Oligocottus is a genus of marine ray-finned fishes belonging to the family Psychrolutidae, the marine sculpins. These sculpins are found in the northern and eastern Pacific Ocean.

==Taxonomy==
Oligocottus was first proposed as a monospecific genus in 1856 by the French biologist Charles Frédéric Girard when he described Oligocottus maculosus from Tomales Bay, San Francisco, California. The 5th edition of Fishes of the World classifies this genus within the subfamily Cottinae of the family Cottidae, however, other authors classify the genus within the subfamily Oligocottinae of the family Psychrolutidae.
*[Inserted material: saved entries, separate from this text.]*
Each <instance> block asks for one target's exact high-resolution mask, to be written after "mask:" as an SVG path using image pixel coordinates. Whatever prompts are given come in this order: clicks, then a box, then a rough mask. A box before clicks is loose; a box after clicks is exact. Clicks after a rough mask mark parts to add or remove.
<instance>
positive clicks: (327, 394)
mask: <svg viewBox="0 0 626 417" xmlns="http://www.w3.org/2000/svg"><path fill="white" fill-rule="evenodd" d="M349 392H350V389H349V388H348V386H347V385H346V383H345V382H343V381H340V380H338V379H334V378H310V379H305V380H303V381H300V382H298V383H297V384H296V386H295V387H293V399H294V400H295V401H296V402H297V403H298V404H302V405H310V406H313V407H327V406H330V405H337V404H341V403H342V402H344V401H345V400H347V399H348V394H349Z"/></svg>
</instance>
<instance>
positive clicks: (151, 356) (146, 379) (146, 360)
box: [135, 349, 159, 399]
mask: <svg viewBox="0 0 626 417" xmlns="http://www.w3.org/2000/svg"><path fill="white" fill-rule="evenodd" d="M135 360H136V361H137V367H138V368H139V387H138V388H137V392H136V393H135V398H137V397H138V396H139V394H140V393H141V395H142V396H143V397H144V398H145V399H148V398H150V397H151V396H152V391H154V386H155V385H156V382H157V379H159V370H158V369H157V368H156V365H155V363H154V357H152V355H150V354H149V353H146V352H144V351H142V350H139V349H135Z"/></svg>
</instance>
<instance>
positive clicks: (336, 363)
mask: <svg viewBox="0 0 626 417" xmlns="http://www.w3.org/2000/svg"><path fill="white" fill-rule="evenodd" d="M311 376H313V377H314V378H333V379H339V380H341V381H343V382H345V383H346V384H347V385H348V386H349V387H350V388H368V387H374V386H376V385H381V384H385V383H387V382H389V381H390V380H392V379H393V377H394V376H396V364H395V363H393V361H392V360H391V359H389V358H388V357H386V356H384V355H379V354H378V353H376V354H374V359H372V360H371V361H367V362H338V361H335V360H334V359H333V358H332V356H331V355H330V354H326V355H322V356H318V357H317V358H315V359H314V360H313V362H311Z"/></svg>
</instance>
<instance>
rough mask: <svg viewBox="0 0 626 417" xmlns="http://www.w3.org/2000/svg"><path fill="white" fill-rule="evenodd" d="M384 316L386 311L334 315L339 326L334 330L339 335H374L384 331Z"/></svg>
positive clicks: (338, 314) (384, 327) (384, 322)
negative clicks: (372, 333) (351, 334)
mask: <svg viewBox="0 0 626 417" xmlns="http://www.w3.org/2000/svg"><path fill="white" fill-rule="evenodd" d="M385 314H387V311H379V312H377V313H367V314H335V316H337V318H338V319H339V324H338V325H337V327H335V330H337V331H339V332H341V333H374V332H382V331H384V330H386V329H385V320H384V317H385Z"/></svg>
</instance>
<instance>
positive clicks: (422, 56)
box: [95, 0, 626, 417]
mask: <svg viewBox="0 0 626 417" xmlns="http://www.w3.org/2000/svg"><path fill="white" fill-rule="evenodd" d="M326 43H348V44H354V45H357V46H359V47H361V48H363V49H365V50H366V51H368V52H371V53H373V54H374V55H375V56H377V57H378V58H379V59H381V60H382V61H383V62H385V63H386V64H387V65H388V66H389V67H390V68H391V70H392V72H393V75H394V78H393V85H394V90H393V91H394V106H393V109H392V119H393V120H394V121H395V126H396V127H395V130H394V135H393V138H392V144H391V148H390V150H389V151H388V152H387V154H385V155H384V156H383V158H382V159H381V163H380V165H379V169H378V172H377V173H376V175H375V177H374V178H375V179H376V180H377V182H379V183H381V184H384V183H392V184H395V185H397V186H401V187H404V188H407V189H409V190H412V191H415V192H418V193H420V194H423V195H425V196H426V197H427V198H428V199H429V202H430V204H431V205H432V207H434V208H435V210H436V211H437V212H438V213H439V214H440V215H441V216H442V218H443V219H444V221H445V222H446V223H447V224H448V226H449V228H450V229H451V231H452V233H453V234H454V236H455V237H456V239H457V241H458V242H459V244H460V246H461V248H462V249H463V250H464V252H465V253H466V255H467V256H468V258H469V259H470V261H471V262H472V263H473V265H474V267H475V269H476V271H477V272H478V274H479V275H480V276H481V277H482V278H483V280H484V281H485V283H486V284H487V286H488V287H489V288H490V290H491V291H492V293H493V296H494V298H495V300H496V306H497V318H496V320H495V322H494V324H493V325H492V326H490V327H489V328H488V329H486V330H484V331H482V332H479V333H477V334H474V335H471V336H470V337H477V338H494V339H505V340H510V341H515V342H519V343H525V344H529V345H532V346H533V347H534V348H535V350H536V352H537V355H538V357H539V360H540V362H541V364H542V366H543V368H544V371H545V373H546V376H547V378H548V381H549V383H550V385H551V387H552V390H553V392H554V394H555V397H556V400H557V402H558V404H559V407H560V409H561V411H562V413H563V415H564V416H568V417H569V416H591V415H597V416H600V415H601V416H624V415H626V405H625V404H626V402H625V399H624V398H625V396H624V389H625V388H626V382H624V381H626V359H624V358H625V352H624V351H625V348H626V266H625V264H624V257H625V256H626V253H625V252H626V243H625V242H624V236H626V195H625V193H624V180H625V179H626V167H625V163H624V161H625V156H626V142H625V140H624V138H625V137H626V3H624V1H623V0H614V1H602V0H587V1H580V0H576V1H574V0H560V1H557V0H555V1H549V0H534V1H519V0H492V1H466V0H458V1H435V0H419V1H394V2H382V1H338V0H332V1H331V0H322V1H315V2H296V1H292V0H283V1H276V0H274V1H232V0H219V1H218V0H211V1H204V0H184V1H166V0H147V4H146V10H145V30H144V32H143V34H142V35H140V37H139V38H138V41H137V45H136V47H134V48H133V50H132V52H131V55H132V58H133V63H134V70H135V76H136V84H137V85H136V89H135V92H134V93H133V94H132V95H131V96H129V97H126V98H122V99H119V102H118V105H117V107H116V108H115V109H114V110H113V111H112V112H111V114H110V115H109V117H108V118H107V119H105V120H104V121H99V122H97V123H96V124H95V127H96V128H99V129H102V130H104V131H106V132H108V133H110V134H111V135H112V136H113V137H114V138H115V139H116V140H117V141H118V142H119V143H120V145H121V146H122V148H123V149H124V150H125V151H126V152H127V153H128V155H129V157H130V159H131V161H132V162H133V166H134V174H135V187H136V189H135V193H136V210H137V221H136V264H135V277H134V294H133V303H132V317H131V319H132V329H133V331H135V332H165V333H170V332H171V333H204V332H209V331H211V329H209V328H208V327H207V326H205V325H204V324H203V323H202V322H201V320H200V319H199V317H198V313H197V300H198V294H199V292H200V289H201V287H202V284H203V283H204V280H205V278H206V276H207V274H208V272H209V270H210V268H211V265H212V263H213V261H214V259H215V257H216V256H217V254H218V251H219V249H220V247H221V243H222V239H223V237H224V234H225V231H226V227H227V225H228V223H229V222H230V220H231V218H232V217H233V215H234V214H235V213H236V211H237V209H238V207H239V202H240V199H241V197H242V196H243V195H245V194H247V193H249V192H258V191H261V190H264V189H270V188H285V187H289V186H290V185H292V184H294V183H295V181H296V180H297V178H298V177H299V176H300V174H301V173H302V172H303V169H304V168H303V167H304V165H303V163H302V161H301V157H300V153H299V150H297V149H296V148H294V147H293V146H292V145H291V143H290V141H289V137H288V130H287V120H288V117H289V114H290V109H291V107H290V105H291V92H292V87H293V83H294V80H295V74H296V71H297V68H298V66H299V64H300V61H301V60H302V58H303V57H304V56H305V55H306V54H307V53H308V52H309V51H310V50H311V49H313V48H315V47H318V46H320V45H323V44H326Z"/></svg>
The genus has been found to be a monophyletic grouping with the saddleback sculpin as the more basal of the four species with the other three species creating a polytomy.

==Etymology==
Oligocottus prefixes oligos, meaning "small", with Cottus, the type species of the family Cottidae. This is an allusion to the small size of O. maculosus.

==Species==
There are four species listed in this genus:
- Oligocottus maculosus Girard, 1856 – Tidepool sculpin
- Oligocottus rimensis (Greeley, 1899) – Saddleback sculpin
- Oligocottus rubellio (Greeley, 1899) – Rosy sculpin
- Oligocottus snyderi Greeley, 1898 – Fluffy sculpin

==Characteristics==
Oligocottus sculpins are characterised within the sculpins by having the anus located immediately to the front of the origin of the anal fin, the intromittent organ of the males is shaped like a long, thin cone and the front rays of the males' anal fins are modified. These sculpins are small fishes, with the largest being the rosy sculpin with a maximum published total length of 10 cm.

==Distribution and habitat==
Oligocottus sculpins are found in the North Pacific, they are found off the along the Pacific coasts of North America from Alaska to Baja California. The tidepool sculpin has been reported from the Sea of Okhotsk and the Bering Sea but records west of the Gulf of Alaska are considered doubtful. They are found in the intertidal and subtidal zones and have the ability to breathe air.